The solution to this would be to use file digests instead of mtime, of course hashing a source file is slower than just accessing the mtime, but compared to parsing the Ruby source file, fast hash functions would still offer a major speed up.
Problem 2: the cache isn't self cleaning
The compile cache entries are stored based on the path of the source file. e.g. the cache for path/to.rb will be stored in <cache-dir>/<fnv1a_64(path)>. So if you keep persisting the cache between CI builds or production deploys, over time as you delete some source files, update gems etc, new entries will be created, but outdated ones won't be removed, which might lead to a very bloated cache.
Hence why we have a note in the README about regular flushing on the cache.
And the problem can be even worse with some deploy methods like capistrano, with which the real path of the source files change on every deploy.
So even if we were to fix the mtime issue, we'd need to address cache GC otherwise users would run into big troubles.
Here I'm not too sure what the best solution could be, but I have a few ideas
Solution 2.1: Splitting the cache
Assuming the biggest source of cache garbage is gem upgrades, we could have one compile cache directory per gem, e.g. we could store cache for $GEM_ROOT/gems/my-gem-1.2.3/lib/my-gem.rb in $GEM_ROOT/gems/my-gem-1.2.3/.bootsnap/<fnv1a_64(path)>, or even $GEM_ROOT/gems/my-gem-1.2.3/lib/my-gem.rb.bootsnap.
This way when you upgrade or remove a gem you automatically get rid of the old cache.
However:
- This is assuming the gem directory is writable, that's not always the case.
- It requires to lookup the gem root directory, which might be costly (unless we use the second path format)
I think that if we were to implement this, the vast majority of the GC problem would be solved, as path changes insides the application are much less likely to be frequent enough to produce the problem unless you keep the cache for a very long time.
Solution 2.2: bootsnap precompile --clean
This is much less of a general solution as I don't think is is likely that a large portion of users would integrate bootsnap precompile in their workflow, but in theory we could have it clean the outdated cache entries. Since it will go over all the source files to precompile them, it can make a list of up to date cache entries and delete the rest.
Thoughts
This two changes aren't necessarily that hard to implement, but they are a quite important change, likely justifying a major version bump. So rather than to start writing PRs head on, I'd like to have some feedback on the idea.
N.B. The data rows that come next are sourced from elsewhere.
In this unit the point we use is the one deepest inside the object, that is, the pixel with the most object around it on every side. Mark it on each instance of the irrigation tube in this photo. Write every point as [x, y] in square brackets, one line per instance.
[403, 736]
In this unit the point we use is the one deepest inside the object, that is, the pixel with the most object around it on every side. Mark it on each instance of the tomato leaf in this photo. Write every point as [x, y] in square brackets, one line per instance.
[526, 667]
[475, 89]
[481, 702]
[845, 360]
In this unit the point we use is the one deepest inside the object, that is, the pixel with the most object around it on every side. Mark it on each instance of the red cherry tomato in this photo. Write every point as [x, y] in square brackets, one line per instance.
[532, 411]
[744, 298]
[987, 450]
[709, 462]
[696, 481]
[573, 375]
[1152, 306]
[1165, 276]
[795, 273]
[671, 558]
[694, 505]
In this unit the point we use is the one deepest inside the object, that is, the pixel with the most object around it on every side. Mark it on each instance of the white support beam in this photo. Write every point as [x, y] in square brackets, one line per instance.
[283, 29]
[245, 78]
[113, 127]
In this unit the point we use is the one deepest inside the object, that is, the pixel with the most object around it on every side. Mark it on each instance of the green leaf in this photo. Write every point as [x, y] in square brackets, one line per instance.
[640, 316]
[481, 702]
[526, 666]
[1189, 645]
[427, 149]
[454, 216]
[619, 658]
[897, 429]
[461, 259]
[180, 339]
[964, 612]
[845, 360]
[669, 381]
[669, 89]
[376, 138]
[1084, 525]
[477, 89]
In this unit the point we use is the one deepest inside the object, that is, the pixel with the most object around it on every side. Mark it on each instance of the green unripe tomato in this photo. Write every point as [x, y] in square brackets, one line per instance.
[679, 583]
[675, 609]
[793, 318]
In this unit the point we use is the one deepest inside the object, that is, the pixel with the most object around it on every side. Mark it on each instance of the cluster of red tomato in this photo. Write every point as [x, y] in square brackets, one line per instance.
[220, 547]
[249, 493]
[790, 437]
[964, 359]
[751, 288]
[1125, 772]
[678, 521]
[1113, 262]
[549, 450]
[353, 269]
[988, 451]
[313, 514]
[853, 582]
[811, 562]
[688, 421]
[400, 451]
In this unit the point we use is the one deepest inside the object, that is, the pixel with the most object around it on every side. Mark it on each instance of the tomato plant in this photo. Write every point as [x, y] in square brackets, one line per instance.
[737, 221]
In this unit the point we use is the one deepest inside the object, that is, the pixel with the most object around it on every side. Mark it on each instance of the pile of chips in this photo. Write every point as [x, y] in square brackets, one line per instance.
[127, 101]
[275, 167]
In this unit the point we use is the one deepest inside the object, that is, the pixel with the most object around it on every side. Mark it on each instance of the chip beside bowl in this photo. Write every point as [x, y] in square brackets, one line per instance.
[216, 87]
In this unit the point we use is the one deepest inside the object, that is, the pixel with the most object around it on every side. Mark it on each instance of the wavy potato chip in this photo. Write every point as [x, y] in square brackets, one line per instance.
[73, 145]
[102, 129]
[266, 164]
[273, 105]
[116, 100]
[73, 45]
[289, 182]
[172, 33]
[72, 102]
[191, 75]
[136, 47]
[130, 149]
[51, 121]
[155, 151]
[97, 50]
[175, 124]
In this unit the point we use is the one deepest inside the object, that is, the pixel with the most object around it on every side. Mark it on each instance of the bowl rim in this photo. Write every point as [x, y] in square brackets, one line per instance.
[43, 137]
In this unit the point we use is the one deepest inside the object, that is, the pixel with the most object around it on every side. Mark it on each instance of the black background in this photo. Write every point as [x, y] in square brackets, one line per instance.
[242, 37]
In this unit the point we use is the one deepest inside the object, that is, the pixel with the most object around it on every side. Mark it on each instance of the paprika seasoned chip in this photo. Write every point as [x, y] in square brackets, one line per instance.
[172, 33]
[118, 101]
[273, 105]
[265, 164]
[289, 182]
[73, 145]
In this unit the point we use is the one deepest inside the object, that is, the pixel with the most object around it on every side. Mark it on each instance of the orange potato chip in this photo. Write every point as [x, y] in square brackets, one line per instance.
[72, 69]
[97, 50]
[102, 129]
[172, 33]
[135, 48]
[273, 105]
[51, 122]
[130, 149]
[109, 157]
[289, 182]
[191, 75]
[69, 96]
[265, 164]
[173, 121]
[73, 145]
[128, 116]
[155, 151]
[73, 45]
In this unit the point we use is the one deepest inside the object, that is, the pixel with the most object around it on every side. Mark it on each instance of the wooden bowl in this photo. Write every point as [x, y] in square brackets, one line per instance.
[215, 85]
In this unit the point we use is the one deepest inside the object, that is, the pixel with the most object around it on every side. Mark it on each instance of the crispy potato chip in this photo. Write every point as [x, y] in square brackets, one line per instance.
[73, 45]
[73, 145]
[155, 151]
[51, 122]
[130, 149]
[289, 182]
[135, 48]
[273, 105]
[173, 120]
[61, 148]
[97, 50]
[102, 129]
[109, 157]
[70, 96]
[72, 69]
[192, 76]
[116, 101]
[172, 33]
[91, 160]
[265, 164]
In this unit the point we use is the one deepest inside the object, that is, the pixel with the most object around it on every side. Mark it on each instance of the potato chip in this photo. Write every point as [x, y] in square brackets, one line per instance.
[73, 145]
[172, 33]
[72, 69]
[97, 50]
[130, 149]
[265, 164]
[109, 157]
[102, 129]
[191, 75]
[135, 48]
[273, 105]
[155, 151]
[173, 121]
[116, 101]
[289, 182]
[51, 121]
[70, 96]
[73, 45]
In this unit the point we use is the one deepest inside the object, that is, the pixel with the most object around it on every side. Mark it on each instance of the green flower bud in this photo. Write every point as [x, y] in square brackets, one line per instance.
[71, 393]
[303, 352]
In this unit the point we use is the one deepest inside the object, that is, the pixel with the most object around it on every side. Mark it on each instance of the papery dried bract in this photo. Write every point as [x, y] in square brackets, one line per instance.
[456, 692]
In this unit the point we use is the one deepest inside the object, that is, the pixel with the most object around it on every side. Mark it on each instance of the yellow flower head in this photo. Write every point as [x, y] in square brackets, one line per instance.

@burke I saw you removed yourself from the CODEOWNERS, but if you have a bit of time your insights here would be more than welcome.
@rafaelfranca @DazWorrall I think you may have opinions or hindsights on this.
For problem 1 I think we should make the cache invalidation configurable so we can keep mtime in development.
For problem 2 I think the solution 2.2 is the less invasive and less prone to problems and less likely to add runtime penalty.
I think we should make the cache invalidation configurable so we can keep
mtimein development.
I think we should first measure how much slower the digest based cache would be.
I think the solution 2.2 is the less invasive and less prone to problems and less likely to add runtime penalty.
The two proposed solutions weren't exclusive. My issue with 2.2 is that it is harder to integrate.
For Problem 1 could we use something like https://github.com/rosylilly to restore the mtime from the latest github commit? @esnunes tried it locally and it was quite slow when going over all files but we could apply it on a subset of files.
could we use something like
I suppose you mean: https://github.com/rosylilly/git-set-mtime
it was quite slow when going over all files
that's what I'd expect yes.
but we could apply it on a subset of files.
I don't think there is any subset, bootsnap has one entry for every single ruby source file. You might save a bit by skipping various text files etc, but it's not as reliable.
Also note that this issue is not just a Shopify thing, the idea is to improve the situation for all users, not just us.
It could be configurable to use the get set mtime so it could be used for CI environments. How would the speed compare to to using file digests?
Does it sound like this issue is the same as:
https://github.com/heroku/heroku-buildpack-ruby/issues/979
I originally thought that this issue was due to a different dir at boot and runtime. But I tried to reproduce that issue locally and it looks like moving an app after the cache is generated works just fine. I'm not sure what conditions reproduce it other than deploying on Heroku.
Does it sound like this issue is the same as:
Not quite. The issue I'm describing is not supposed to make the cache grow. But the issue you link is another interesting thing. Since bootsnap use realpaths, with buildpacks moving the code around I suppose even the cache generated by assets:precompile can't be re-used.